What is the Texas Land Survey System?

The most complex land survey system in the United States is not the Public Land Survey System (PLSS), but is in fact the Texas Land Survey System. The Texas State Line has the most subdivided land properties while the Texas Railroad Districts, which encompasses all of Texas, comes in second in regards to subdivided land properties.

There are many types of surveys which form the Texas Land Survey System. They include:

  • Townships and Sections
  • Blocks
  • League and Labor

There are also stand-alone surveys which, as its name implies, are separate from the Texas Land Survey System.

Only found in the lower portion of Texas, Townships and Sections in the Texas Land Survey System do not include a Range like the PLSS. The choice of section numbers are between 1 and 9999 and can also include fractions, (65.5).

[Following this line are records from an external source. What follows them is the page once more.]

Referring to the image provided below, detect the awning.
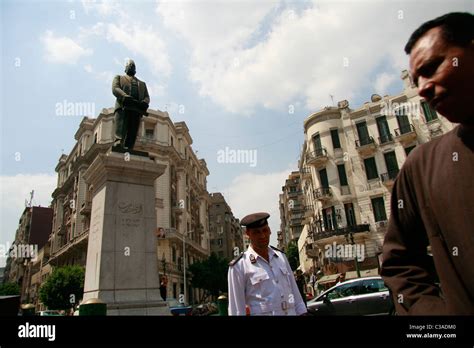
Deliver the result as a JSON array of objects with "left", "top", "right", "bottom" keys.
[
  {"left": 316, "top": 273, "right": 341, "bottom": 285},
  {"left": 345, "top": 268, "right": 379, "bottom": 280}
]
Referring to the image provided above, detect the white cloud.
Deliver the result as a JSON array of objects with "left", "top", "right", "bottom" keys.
[
  {"left": 374, "top": 72, "right": 398, "bottom": 96},
  {"left": 156, "top": 0, "right": 465, "bottom": 114},
  {"left": 223, "top": 165, "right": 295, "bottom": 247},
  {"left": 0, "top": 174, "right": 57, "bottom": 266},
  {"left": 41, "top": 30, "right": 93, "bottom": 64},
  {"left": 105, "top": 23, "right": 172, "bottom": 78}
]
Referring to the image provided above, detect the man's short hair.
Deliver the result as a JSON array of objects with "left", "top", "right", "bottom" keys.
[{"left": 404, "top": 12, "right": 474, "bottom": 54}]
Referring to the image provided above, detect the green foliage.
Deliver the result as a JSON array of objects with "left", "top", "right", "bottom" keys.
[
  {"left": 188, "top": 253, "right": 228, "bottom": 299},
  {"left": 39, "top": 265, "right": 85, "bottom": 310},
  {"left": 0, "top": 282, "right": 21, "bottom": 296},
  {"left": 286, "top": 241, "right": 300, "bottom": 271}
]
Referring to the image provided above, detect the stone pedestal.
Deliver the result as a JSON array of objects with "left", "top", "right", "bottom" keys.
[{"left": 82, "top": 151, "right": 169, "bottom": 315}]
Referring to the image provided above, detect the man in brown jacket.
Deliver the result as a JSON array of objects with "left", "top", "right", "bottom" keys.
[{"left": 381, "top": 12, "right": 474, "bottom": 315}]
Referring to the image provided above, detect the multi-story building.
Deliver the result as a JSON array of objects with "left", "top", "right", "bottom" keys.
[
  {"left": 208, "top": 192, "right": 244, "bottom": 260},
  {"left": 3, "top": 206, "right": 52, "bottom": 303},
  {"left": 24, "top": 244, "right": 52, "bottom": 310},
  {"left": 47, "top": 107, "right": 211, "bottom": 305},
  {"left": 278, "top": 171, "right": 305, "bottom": 251},
  {"left": 298, "top": 70, "right": 454, "bottom": 289}
]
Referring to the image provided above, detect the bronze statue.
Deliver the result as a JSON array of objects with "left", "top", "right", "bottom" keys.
[{"left": 112, "top": 59, "right": 150, "bottom": 150}]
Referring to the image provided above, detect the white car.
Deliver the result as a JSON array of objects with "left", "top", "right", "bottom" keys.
[{"left": 307, "top": 276, "right": 394, "bottom": 315}]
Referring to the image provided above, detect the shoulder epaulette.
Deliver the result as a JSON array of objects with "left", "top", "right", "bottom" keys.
[
  {"left": 229, "top": 253, "right": 244, "bottom": 266},
  {"left": 270, "top": 245, "right": 285, "bottom": 254}
]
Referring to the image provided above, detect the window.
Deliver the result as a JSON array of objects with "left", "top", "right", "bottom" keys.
[
  {"left": 318, "top": 168, "right": 329, "bottom": 188},
  {"left": 371, "top": 197, "right": 387, "bottom": 222},
  {"left": 376, "top": 116, "right": 392, "bottom": 143},
  {"left": 172, "top": 247, "right": 176, "bottom": 262},
  {"left": 360, "top": 279, "right": 388, "bottom": 294},
  {"left": 383, "top": 151, "right": 399, "bottom": 178},
  {"left": 364, "top": 157, "right": 378, "bottom": 180},
  {"left": 395, "top": 108, "right": 411, "bottom": 134},
  {"left": 404, "top": 145, "right": 416, "bottom": 156},
  {"left": 421, "top": 101, "right": 438, "bottom": 122},
  {"left": 356, "top": 121, "right": 370, "bottom": 145},
  {"left": 171, "top": 136, "right": 174, "bottom": 146},
  {"left": 145, "top": 128, "right": 154, "bottom": 138},
  {"left": 330, "top": 129, "right": 341, "bottom": 149},
  {"left": 337, "top": 164, "right": 348, "bottom": 186},
  {"left": 217, "top": 238, "right": 223, "bottom": 247},
  {"left": 313, "top": 133, "right": 322, "bottom": 150},
  {"left": 173, "top": 283, "right": 177, "bottom": 299},
  {"left": 326, "top": 283, "right": 359, "bottom": 300}
]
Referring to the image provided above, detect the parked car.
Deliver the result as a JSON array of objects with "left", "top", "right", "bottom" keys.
[{"left": 307, "top": 276, "right": 394, "bottom": 315}]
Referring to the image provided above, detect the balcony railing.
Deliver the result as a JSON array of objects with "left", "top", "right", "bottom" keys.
[
  {"left": 80, "top": 201, "right": 92, "bottom": 215},
  {"left": 312, "top": 224, "right": 371, "bottom": 241},
  {"left": 313, "top": 187, "right": 332, "bottom": 201},
  {"left": 394, "top": 124, "right": 415, "bottom": 136},
  {"left": 380, "top": 170, "right": 399, "bottom": 183},
  {"left": 306, "top": 148, "right": 328, "bottom": 168},
  {"left": 378, "top": 133, "right": 394, "bottom": 145},
  {"left": 355, "top": 136, "right": 375, "bottom": 148}
]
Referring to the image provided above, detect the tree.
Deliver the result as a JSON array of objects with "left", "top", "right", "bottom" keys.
[
  {"left": 0, "top": 282, "right": 20, "bottom": 296},
  {"left": 286, "top": 241, "right": 300, "bottom": 271},
  {"left": 188, "top": 253, "right": 228, "bottom": 303},
  {"left": 39, "top": 265, "right": 85, "bottom": 311}
]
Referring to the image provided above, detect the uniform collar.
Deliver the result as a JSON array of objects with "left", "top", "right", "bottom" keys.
[{"left": 247, "top": 245, "right": 279, "bottom": 261}]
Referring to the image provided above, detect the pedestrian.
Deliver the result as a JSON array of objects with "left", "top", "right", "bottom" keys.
[
  {"left": 159, "top": 275, "right": 168, "bottom": 301},
  {"left": 294, "top": 270, "right": 307, "bottom": 307},
  {"left": 336, "top": 274, "right": 345, "bottom": 285},
  {"left": 227, "top": 212, "right": 307, "bottom": 315},
  {"left": 381, "top": 12, "right": 474, "bottom": 315}
]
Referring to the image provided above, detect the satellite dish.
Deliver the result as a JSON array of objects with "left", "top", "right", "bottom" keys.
[{"left": 371, "top": 94, "right": 382, "bottom": 102}]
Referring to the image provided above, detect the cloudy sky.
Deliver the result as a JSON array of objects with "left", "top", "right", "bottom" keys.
[{"left": 0, "top": 0, "right": 471, "bottom": 266}]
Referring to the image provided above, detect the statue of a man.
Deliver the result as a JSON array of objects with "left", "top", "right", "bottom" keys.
[{"left": 112, "top": 59, "right": 150, "bottom": 150}]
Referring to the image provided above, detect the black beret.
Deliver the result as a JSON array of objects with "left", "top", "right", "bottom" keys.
[{"left": 241, "top": 212, "right": 270, "bottom": 229}]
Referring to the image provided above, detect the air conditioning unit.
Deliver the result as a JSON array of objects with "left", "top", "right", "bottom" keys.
[{"left": 376, "top": 220, "right": 388, "bottom": 228}]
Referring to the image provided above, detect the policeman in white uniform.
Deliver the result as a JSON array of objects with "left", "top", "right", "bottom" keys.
[{"left": 228, "top": 212, "right": 307, "bottom": 316}]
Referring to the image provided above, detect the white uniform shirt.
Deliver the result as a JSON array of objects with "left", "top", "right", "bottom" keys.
[{"left": 228, "top": 245, "right": 307, "bottom": 316}]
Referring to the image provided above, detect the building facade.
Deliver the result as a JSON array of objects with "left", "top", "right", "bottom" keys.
[
  {"left": 3, "top": 206, "right": 52, "bottom": 303},
  {"left": 297, "top": 70, "right": 454, "bottom": 291},
  {"left": 278, "top": 171, "right": 305, "bottom": 251},
  {"left": 208, "top": 192, "right": 244, "bottom": 260},
  {"left": 47, "top": 107, "right": 211, "bottom": 305}
]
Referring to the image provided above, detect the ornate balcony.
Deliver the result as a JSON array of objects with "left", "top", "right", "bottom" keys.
[
  {"left": 378, "top": 133, "right": 394, "bottom": 145},
  {"left": 380, "top": 170, "right": 399, "bottom": 188},
  {"left": 394, "top": 124, "right": 417, "bottom": 144},
  {"left": 306, "top": 148, "right": 328, "bottom": 168},
  {"left": 80, "top": 201, "right": 92, "bottom": 216},
  {"left": 313, "top": 187, "right": 332, "bottom": 202},
  {"left": 300, "top": 167, "right": 312, "bottom": 179},
  {"left": 313, "top": 224, "right": 371, "bottom": 243},
  {"left": 355, "top": 136, "right": 376, "bottom": 156}
]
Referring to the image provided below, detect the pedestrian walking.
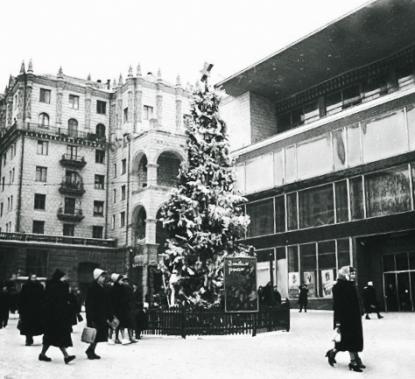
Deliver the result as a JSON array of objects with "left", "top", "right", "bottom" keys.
[
  {"left": 18, "top": 274, "right": 45, "bottom": 345},
  {"left": 85, "top": 268, "right": 114, "bottom": 359},
  {"left": 119, "top": 276, "right": 137, "bottom": 344},
  {"left": 362, "top": 281, "right": 383, "bottom": 320},
  {"left": 135, "top": 303, "right": 148, "bottom": 339},
  {"left": 0, "top": 283, "right": 10, "bottom": 329},
  {"left": 39, "top": 269, "right": 75, "bottom": 364},
  {"left": 325, "top": 266, "right": 365, "bottom": 372},
  {"left": 298, "top": 284, "right": 308, "bottom": 312},
  {"left": 68, "top": 286, "right": 83, "bottom": 326},
  {"left": 5, "top": 274, "right": 18, "bottom": 314},
  {"left": 109, "top": 273, "right": 124, "bottom": 344}
]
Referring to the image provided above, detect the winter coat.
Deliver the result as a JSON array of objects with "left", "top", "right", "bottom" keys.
[
  {"left": 362, "top": 286, "right": 378, "bottom": 312},
  {"left": 68, "top": 292, "right": 82, "bottom": 326},
  {"left": 118, "top": 284, "right": 134, "bottom": 328},
  {"left": 298, "top": 286, "right": 308, "bottom": 305},
  {"left": 18, "top": 280, "right": 45, "bottom": 336},
  {"left": 333, "top": 279, "right": 363, "bottom": 352},
  {"left": 85, "top": 281, "right": 113, "bottom": 342},
  {"left": 42, "top": 279, "right": 73, "bottom": 347},
  {"left": 0, "top": 290, "right": 10, "bottom": 328}
]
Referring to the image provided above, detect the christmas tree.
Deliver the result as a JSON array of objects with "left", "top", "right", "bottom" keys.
[{"left": 160, "top": 67, "right": 251, "bottom": 309}]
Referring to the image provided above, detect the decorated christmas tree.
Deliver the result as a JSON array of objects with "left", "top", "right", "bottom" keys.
[{"left": 160, "top": 66, "right": 251, "bottom": 309}]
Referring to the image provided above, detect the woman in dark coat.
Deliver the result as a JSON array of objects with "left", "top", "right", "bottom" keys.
[
  {"left": 18, "top": 274, "right": 45, "bottom": 345},
  {"left": 0, "top": 283, "right": 10, "bottom": 329},
  {"left": 325, "top": 266, "right": 364, "bottom": 372},
  {"left": 39, "top": 269, "right": 75, "bottom": 364},
  {"left": 85, "top": 268, "right": 114, "bottom": 359},
  {"left": 298, "top": 284, "right": 308, "bottom": 312}
]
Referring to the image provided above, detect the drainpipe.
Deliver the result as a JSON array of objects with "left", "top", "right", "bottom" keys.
[
  {"left": 125, "top": 135, "right": 131, "bottom": 246},
  {"left": 104, "top": 140, "right": 110, "bottom": 239}
]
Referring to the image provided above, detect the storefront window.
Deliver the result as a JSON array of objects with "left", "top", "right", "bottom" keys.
[
  {"left": 350, "top": 176, "right": 364, "bottom": 220},
  {"left": 299, "top": 184, "right": 334, "bottom": 228},
  {"left": 337, "top": 239, "right": 351, "bottom": 269},
  {"left": 300, "top": 243, "right": 317, "bottom": 297},
  {"left": 288, "top": 245, "right": 299, "bottom": 298},
  {"left": 274, "top": 195, "right": 285, "bottom": 233},
  {"left": 287, "top": 193, "right": 298, "bottom": 230},
  {"left": 335, "top": 180, "right": 349, "bottom": 223},
  {"left": 365, "top": 165, "right": 411, "bottom": 217},
  {"left": 333, "top": 129, "right": 346, "bottom": 170},
  {"left": 246, "top": 199, "right": 274, "bottom": 237},
  {"left": 318, "top": 241, "right": 336, "bottom": 298},
  {"left": 347, "top": 123, "right": 361, "bottom": 167}
]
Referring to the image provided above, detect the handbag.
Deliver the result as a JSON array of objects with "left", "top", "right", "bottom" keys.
[{"left": 81, "top": 326, "right": 97, "bottom": 343}]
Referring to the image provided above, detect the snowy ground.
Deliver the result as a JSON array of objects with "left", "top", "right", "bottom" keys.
[{"left": 1, "top": 310, "right": 414, "bottom": 379}]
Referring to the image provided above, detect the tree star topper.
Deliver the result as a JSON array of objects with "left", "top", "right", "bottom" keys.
[{"left": 200, "top": 62, "right": 214, "bottom": 83}]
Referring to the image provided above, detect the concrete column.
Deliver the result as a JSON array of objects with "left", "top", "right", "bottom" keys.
[
  {"left": 146, "top": 162, "right": 158, "bottom": 186},
  {"left": 145, "top": 218, "right": 157, "bottom": 244}
]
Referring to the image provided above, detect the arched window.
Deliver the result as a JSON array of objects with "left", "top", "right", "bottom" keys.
[
  {"left": 96, "top": 124, "right": 106, "bottom": 139},
  {"left": 68, "top": 118, "right": 78, "bottom": 137},
  {"left": 39, "top": 113, "right": 49, "bottom": 128},
  {"left": 157, "top": 151, "right": 182, "bottom": 186}
]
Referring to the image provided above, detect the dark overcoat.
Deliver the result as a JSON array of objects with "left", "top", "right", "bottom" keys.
[
  {"left": 298, "top": 287, "right": 308, "bottom": 306},
  {"left": 0, "top": 289, "right": 10, "bottom": 328},
  {"left": 85, "top": 281, "right": 113, "bottom": 342},
  {"left": 333, "top": 279, "right": 363, "bottom": 352},
  {"left": 18, "top": 280, "right": 45, "bottom": 336},
  {"left": 43, "top": 279, "right": 73, "bottom": 347},
  {"left": 362, "top": 286, "right": 378, "bottom": 311}
]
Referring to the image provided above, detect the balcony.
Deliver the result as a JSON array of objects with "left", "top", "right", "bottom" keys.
[
  {"left": 59, "top": 179, "right": 85, "bottom": 196},
  {"left": 60, "top": 154, "right": 86, "bottom": 169},
  {"left": 57, "top": 207, "right": 84, "bottom": 222}
]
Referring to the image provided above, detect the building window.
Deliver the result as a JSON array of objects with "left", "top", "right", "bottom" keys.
[
  {"left": 93, "top": 201, "right": 104, "bottom": 217},
  {"left": 37, "top": 140, "right": 49, "bottom": 155},
  {"left": 317, "top": 241, "right": 336, "bottom": 298},
  {"left": 10, "top": 196, "right": 13, "bottom": 211},
  {"left": 34, "top": 194, "right": 46, "bottom": 210},
  {"left": 97, "top": 101, "right": 106, "bottom": 114},
  {"left": 246, "top": 199, "right": 274, "bottom": 237},
  {"left": 32, "top": 220, "right": 45, "bottom": 234},
  {"left": 68, "top": 119, "right": 78, "bottom": 137},
  {"left": 35, "top": 166, "right": 47, "bottom": 182},
  {"left": 2, "top": 154, "right": 6, "bottom": 166},
  {"left": 124, "top": 107, "right": 129, "bottom": 123},
  {"left": 94, "top": 175, "right": 105, "bottom": 189},
  {"left": 69, "top": 94, "right": 79, "bottom": 110},
  {"left": 39, "top": 113, "right": 50, "bottom": 127},
  {"left": 121, "top": 185, "right": 126, "bottom": 200},
  {"left": 12, "top": 168, "right": 14, "bottom": 183},
  {"left": 64, "top": 197, "right": 76, "bottom": 214},
  {"left": 92, "top": 226, "right": 103, "bottom": 239},
  {"left": 0, "top": 202, "right": 3, "bottom": 217},
  {"left": 299, "top": 184, "right": 334, "bottom": 228},
  {"left": 143, "top": 105, "right": 153, "bottom": 120},
  {"left": 350, "top": 176, "right": 364, "bottom": 220},
  {"left": 112, "top": 215, "right": 115, "bottom": 230},
  {"left": 95, "top": 149, "right": 105, "bottom": 164},
  {"left": 63, "top": 224, "right": 75, "bottom": 236},
  {"left": 1, "top": 177, "right": 4, "bottom": 191},
  {"left": 335, "top": 181, "right": 348, "bottom": 223},
  {"left": 113, "top": 189, "right": 117, "bottom": 203},
  {"left": 39, "top": 88, "right": 51, "bottom": 104},
  {"left": 121, "top": 159, "right": 126, "bottom": 175},
  {"left": 287, "top": 193, "right": 298, "bottom": 230},
  {"left": 66, "top": 145, "right": 78, "bottom": 159},
  {"left": 120, "top": 211, "right": 125, "bottom": 227},
  {"left": 113, "top": 163, "right": 117, "bottom": 178},
  {"left": 96, "top": 124, "right": 106, "bottom": 139},
  {"left": 274, "top": 195, "right": 285, "bottom": 233}
]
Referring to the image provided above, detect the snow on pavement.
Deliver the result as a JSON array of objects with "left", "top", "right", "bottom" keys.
[{"left": 1, "top": 310, "right": 414, "bottom": 379}]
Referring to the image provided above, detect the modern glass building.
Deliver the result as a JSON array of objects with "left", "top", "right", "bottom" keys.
[{"left": 218, "top": 0, "right": 415, "bottom": 310}]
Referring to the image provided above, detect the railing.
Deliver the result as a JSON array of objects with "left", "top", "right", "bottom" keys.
[
  {"left": 61, "top": 154, "right": 86, "bottom": 165},
  {"left": 60, "top": 179, "right": 84, "bottom": 191},
  {"left": 0, "top": 231, "right": 117, "bottom": 247},
  {"left": 144, "top": 303, "right": 290, "bottom": 337},
  {"left": 57, "top": 207, "right": 84, "bottom": 222}
]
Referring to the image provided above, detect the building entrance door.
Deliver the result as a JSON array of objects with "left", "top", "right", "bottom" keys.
[{"left": 382, "top": 252, "right": 415, "bottom": 311}]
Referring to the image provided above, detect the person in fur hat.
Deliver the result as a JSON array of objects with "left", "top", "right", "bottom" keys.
[
  {"left": 38, "top": 269, "right": 75, "bottom": 364},
  {"left": 85, "top": 268, "right": 114, "bottom": 359},
  {"left": 325, "top": 266, "right": 365, "bottom": 372}
]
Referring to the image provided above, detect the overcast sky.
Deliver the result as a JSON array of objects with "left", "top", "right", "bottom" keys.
[{"left": 0, "top": 0, "right": 370, "bottom": 90}]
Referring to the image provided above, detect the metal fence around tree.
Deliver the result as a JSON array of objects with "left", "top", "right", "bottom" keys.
[{"left": 144, "top": 303, "right": 290, "bottom": 337}]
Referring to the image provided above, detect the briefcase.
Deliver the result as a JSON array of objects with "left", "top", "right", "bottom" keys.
[{"left": 81, "top": 327, "right": 97, "bottom": 343}]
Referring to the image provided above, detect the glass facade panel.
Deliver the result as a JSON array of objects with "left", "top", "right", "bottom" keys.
[
  {"left": 257, "top": 249, "right": 274, "bottom": 263},
  {"left": 297, "top": 136, "right": 332, "bottom": 180},
  {"left": 407, "top": 107, "right": 415, "bottom": 150},
  {"left": 383, "top": 254, "right": 395, "bottom": 272},
  {"left": 276, "top": 247, "right": 286, "bottom": 260},
  {"left": 319, "top": 241, "right": 336, "bottom": 298},
  {"left": 350, "top": 177, "right": 364, "bottom": 220},
  {"left": 274, "top": 195, "right": 285, "bottom": 233},
  {"left": 362, "top": 111, "right": 408, "bottom": 163},
  {"left": 285, "top": 146, "right": 297, "bottom": 183},
  {"left": 245, "top": 153, "right": 273, "bottom": 193},
  {"left": 335, "top": 180, "right": 348, "bottom": 222},
  {"left": 347, "top": 124, "right": 361, "bottom": 167},
  {"left": 300, "top": 243, "right": 317, "bottom": 297},
  {"left": 299, "top": 184, "right": 334, "bottom": 228},
  {"left": 337, "top": 239, "right": 351, "bottom": 269},
  {"left": 273, "top": 149, "right": 284, "bottom": 186},
  {"left": 396, "top": 252, "right": 409, "bottom": 271},
  {"left": 365, "top": 165, "right": 411, "bottom": 217},
  {"left": 287, "top": 193, "right": 298, "bottom": 230},
  {"left": 288, "top": 246, "right": 299, "bottom": 272},
  {"left": 246, "top": 199, "right": 274, "bottom": 237},
  {"left": 409, "top": 252, "right": 415, "bottom": 270},
  {"left": 333, "top": 129, "right": 346, "bottom": 170}
]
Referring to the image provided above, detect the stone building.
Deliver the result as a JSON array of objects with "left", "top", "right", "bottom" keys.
[
  {"left": 0, "top": 62, "right": 191, "bottom": 300},
  {"left": 219, "top": 0, "right": 415, "bottom": 311}
]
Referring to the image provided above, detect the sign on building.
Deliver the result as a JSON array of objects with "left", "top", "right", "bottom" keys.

Groups of joined or non-joined subdivided surveyed land are known as Blocks. Found within Blocks are Tracts which are special category numbers. Unlike its name, Blocks for the most part are not restricted to squares or rectangles, but are based on the layout of each survey. This is mainly due to the fact that the original survey lines were drawn before any official boundary was established. This is why Tracts were added into the Block to avoid confusion.

Leagues and Labors:
4428 acres make up a League. A league is subdivided into 25, 177 acre Tracts. These acre Tracts are known as Labors. Leagues can be separate from Labors but there can be no Labors without a League. Like Blocks, Leagues can be conformed into any shape as long as it stays within the specifications described above. Public School Land Grants within the State of Texas use the League and Labor System. The Leagues and Labor System is an offshoot of the original Spanish Metes and Bounds system.